Data Transfer Guidelines
Following the publication of the draft Transfer Measures, on 27 May 2017, the NISSTC released the Draft Transfer Guidelines for review and comment, which were revised and republished on 30 August 2017. As compared with the Data Transfer Measures, these draft guidelines propose more detailed guidance with respect to the implementation of a security assessment programme. The network operator initiates the self-assessment by formulating a data export plan, which is required to set out the purpose, scope, type and scale of the data export, the IT system involved, the transit country and the destination, and the security control measures to be taken. The security assessment is intended to demonstrate that the proposed outbound transfer is lawful and justified, and that the risks are controllable. The degree of risk is to be assessed by taking into account both the characteristics of the data (eg, the volume, scope, type, sensitivity and technical measures) and the possibility of security breach incidents, which requires an evaluation of the technical safeguards and management capabilities of both the data exporter and the recipient, as well as the legal and political environment of the destination country.
On 10 July 2017, the CAC published the draft CII Regulations for review and comment. Significant highlights of the draft regulations include expanding the conceptual scope of CII to encompass the additional industrial sectors and establishment of specified responsibilities of a CII operator’s ‘responsible person’ and establishment of prerequisite qualification requirements with respect to key technical personnel.
On 25 January 2018, the SAC published the PI Specification with effectiveness from 1 May 2018. Significant highlights of the specification include expanded definition of PI (including the establishment of the sub subcategory of ‘sensitive PI’) and ‘PI controller’; establishment heightened requirements with respect to the collection, preservation, usage, disposition and other related PI-processing activities; enumeration of PI subject rights; and identification of expanded obligations for PI controllers.

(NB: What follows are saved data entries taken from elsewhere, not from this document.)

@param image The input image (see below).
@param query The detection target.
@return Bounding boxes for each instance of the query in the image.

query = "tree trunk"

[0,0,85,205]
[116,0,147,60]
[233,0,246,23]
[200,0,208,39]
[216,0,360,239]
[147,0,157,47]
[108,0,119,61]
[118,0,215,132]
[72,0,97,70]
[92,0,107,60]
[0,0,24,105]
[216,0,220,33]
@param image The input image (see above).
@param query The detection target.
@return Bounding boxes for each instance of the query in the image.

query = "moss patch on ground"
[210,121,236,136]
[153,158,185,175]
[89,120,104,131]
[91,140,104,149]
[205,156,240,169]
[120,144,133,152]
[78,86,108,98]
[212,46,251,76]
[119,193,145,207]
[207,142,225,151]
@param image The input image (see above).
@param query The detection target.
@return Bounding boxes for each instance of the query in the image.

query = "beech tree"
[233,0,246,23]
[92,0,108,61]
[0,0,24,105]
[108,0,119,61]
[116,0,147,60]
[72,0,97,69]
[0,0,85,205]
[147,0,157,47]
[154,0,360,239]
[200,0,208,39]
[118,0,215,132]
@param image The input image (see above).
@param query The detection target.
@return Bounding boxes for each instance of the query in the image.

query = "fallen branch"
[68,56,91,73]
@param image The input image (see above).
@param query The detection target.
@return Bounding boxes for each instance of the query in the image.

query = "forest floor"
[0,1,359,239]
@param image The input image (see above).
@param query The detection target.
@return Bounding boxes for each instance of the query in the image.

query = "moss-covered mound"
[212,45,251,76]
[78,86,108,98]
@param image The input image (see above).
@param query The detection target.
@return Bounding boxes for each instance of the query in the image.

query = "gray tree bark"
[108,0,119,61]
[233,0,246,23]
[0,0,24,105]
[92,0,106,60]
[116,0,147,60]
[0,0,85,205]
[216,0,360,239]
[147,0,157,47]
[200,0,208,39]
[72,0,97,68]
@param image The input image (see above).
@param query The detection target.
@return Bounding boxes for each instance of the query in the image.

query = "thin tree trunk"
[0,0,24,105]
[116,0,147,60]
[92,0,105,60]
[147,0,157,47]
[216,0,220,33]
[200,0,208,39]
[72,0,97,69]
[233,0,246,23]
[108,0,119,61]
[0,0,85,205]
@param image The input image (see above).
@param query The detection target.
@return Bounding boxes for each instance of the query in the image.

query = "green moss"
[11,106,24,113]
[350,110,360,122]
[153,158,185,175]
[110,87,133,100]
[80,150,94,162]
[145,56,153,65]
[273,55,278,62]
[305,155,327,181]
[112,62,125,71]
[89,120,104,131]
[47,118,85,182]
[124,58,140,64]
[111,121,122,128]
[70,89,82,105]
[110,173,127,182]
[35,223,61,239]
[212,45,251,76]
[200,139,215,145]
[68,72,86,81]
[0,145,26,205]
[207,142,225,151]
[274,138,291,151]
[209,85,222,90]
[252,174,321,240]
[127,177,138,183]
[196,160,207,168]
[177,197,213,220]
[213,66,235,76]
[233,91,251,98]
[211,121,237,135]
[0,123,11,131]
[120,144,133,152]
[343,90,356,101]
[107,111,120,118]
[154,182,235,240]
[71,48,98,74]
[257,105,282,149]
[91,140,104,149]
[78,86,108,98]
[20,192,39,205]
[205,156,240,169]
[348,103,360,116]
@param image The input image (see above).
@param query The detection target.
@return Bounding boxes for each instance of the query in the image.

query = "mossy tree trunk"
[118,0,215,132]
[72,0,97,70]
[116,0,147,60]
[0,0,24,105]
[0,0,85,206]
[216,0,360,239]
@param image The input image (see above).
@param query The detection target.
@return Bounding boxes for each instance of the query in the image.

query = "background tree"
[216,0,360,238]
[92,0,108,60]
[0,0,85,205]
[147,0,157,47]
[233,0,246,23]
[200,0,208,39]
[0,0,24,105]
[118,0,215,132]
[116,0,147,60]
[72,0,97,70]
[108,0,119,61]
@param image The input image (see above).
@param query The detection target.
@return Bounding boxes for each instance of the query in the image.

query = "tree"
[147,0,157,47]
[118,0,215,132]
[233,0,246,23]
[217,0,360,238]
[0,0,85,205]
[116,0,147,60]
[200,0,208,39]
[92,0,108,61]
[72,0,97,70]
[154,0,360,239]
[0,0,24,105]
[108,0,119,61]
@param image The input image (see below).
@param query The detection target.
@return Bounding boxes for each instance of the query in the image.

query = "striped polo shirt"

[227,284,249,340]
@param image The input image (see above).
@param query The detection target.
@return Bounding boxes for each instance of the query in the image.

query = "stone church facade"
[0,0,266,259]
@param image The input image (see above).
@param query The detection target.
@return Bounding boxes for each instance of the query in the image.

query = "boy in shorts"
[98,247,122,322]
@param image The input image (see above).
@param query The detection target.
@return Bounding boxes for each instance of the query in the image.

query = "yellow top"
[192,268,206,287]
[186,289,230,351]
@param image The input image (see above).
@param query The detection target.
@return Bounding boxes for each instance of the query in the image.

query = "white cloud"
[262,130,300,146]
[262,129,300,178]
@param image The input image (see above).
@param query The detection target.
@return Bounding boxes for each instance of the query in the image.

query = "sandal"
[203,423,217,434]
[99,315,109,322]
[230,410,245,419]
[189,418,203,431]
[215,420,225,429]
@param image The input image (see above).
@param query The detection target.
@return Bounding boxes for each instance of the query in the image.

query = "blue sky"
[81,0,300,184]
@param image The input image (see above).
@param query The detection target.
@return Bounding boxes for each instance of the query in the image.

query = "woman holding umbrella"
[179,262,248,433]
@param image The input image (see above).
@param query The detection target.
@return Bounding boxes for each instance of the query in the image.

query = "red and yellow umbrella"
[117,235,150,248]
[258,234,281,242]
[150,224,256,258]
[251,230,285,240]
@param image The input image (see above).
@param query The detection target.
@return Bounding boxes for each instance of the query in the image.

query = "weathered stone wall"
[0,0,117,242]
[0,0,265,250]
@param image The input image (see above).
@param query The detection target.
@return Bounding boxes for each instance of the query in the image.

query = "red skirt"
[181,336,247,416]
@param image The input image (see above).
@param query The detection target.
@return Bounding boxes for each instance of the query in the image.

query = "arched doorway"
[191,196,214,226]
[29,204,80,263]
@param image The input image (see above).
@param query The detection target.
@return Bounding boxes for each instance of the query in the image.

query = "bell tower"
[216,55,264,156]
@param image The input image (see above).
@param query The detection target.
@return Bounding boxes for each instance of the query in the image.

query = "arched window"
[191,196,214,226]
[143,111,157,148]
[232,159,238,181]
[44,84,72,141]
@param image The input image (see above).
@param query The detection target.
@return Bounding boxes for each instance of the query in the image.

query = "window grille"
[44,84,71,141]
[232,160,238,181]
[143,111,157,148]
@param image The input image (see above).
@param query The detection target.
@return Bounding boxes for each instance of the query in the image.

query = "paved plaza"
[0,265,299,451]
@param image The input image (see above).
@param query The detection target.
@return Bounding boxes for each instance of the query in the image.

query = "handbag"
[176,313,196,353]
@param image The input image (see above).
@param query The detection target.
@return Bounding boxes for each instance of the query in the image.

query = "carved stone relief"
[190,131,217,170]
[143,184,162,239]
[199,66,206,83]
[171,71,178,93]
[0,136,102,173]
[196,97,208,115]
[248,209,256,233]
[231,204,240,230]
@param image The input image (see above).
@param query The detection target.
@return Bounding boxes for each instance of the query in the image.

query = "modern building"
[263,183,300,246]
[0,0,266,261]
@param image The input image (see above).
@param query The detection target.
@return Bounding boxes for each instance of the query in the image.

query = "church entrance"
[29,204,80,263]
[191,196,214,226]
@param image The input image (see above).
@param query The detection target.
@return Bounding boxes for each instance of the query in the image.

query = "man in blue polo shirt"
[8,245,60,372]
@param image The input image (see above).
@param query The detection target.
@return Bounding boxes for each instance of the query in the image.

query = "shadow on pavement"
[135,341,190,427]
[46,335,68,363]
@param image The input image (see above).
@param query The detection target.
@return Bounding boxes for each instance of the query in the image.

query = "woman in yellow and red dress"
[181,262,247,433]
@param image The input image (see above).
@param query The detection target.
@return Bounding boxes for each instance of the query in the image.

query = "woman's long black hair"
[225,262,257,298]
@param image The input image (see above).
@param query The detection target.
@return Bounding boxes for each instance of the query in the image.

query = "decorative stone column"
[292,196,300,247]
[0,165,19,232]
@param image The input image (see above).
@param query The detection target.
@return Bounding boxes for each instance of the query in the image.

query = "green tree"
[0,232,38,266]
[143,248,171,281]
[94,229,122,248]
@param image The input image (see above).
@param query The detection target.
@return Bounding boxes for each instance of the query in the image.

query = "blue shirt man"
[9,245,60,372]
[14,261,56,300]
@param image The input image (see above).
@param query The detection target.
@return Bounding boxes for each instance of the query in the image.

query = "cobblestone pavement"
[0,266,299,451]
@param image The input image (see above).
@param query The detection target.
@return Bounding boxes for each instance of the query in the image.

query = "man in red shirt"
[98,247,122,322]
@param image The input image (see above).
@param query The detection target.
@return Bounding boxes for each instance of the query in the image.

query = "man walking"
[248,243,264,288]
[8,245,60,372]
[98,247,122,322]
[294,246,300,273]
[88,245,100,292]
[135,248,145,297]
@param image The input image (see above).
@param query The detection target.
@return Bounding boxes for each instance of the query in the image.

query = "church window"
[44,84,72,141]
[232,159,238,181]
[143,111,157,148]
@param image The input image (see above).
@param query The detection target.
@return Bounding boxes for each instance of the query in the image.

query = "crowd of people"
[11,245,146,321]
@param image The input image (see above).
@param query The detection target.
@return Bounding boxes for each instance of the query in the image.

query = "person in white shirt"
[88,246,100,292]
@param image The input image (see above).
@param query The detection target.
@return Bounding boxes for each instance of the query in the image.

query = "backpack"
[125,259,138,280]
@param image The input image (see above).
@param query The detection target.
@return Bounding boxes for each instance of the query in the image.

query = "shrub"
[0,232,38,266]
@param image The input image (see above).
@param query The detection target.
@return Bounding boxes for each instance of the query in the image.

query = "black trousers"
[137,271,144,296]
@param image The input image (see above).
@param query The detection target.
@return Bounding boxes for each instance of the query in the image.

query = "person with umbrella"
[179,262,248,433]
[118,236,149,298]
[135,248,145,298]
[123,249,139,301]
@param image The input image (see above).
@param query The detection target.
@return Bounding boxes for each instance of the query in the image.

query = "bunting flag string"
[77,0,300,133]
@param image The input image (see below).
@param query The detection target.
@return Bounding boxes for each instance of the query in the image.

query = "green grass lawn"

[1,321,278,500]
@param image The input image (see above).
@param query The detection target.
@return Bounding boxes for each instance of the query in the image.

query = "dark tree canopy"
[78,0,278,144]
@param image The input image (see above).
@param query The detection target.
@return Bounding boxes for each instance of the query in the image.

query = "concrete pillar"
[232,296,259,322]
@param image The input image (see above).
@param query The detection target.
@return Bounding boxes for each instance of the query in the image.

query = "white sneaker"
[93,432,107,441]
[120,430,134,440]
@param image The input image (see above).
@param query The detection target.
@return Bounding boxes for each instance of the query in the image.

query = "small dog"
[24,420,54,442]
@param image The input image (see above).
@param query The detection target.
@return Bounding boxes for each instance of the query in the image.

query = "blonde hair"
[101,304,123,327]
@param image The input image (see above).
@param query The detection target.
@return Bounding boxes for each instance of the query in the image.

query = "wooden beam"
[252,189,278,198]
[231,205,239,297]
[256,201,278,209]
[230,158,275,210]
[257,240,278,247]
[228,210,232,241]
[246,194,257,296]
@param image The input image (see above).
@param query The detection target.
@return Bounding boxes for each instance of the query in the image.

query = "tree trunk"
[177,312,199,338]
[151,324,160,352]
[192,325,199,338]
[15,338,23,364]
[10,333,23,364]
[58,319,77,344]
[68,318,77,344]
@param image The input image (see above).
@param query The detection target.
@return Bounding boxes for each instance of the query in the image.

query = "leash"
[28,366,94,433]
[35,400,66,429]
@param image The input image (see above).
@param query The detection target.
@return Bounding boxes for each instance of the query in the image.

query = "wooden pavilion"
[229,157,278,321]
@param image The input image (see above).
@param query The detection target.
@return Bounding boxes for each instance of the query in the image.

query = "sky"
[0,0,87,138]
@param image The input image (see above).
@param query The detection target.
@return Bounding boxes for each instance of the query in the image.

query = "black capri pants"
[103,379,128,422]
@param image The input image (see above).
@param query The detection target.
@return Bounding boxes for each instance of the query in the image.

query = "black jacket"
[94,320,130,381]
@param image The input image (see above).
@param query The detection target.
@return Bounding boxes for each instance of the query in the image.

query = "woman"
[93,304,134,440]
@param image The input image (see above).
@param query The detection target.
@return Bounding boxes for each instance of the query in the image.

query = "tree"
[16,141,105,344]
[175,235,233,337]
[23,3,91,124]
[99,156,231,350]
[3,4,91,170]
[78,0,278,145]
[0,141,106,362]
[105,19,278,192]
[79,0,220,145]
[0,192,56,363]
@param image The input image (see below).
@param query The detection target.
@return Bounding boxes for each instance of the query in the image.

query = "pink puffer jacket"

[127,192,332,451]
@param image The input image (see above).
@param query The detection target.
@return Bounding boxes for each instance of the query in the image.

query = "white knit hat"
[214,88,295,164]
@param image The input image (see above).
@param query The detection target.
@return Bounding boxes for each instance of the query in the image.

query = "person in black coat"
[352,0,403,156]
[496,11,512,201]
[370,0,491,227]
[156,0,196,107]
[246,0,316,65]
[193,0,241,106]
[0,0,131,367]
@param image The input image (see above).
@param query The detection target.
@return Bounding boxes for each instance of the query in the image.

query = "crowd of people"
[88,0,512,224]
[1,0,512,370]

Graded Network Classification Regulation
On 27 June 2018, the MPS published the draft Graded Network Classification Regulations for public comment. Significant highlights of the draft regulations include:
- establishment of a revised graded network classification system;
- requirement for all networks to establish a comprehensive network cybersecurity protection systems;
- networks Grade II or above must satisfy a network expert review, with results to be provided to the industry regulator for approval. In addition, any Grade II and above network must be satisfactorily tested prior to use; and
- networks Grade III and above must satisfy additional specified measures, including provision of an annual report to the MPS and limitation of its maintenance work in the PRC.